On 28/01/2022 01:48, Christoph Anton Mitterer wrote:
On Thu, 2022-01-27 at 15:18 +0000, Harald van Dijk via austin-group-l
at The Open Group wrote:
The benefit of this that when the
shell's locale changes, variables still hold their original text (as
opposed to their original bytes).
But doesn't that by itself already violate POSIX?
There is "2.5.3 Shell Variables", which AFAIU says that setting
LANG/LC_* must take effect during the shell runtime.
The way it works in yash, it does take effect at runtime, just not in
the same way it does in other shells.
LC_CTYPE says:
"Determine the interpretation of sequences of bytes of text data as
characters (for example, single-byte as opposed to multi-byte
characters), which characters are defined as letters (character class
alpha) and <blank> characters (character class blank), and the behavior
of character classes within pattern matching. Changing the value of
LC_CTYPE after the shell has started shall not affect the lexical
processing of shell commands in the current shell execution environment
or its subshells. Invoking a shell script or performing exec sh
subjects the new shell to the changes in LC_CTYPE."

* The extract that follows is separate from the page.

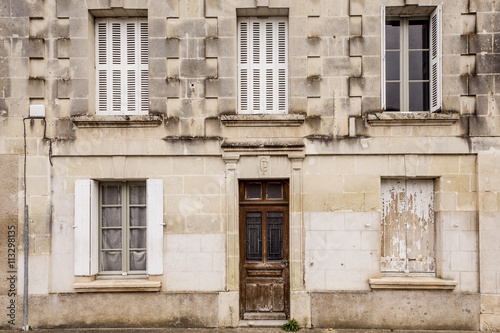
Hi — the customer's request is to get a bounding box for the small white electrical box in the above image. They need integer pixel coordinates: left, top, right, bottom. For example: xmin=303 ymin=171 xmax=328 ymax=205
xmin=30 ymin=105 xmax=45 ymax=118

=> lexical scanning of the current script stays
=> everything else, changes
including e.g. printf, or things like ${#var}, ${var##}, etc.
Right?
${#var}, ${var##}, etc. are supposed to work at the character level. In
other shells that internally hold values as byte strings, yes, LC_CTYPE
needs to be considered here. What the other shells effectively do is
convert to a wide string (not necessarily holding the full wide string
in memory). yash normally converts the wide strings to multibyte strings
as needed. Here, that would mean converting the wide string to a
multibyte string and immediately back a wide string again, which can be
optimised by just acting on the wide string directly. That said...
So if the shell would keep holding it's original text/characters.. this
wouldn't work (or the shell would need to convert every time)?
...for anything that cannot be done by keeping the strings as wide
strings, including calling any non-builtin command, yash does convert
every time the values are used according to the current locale.
Cheers,
Harald van Dijk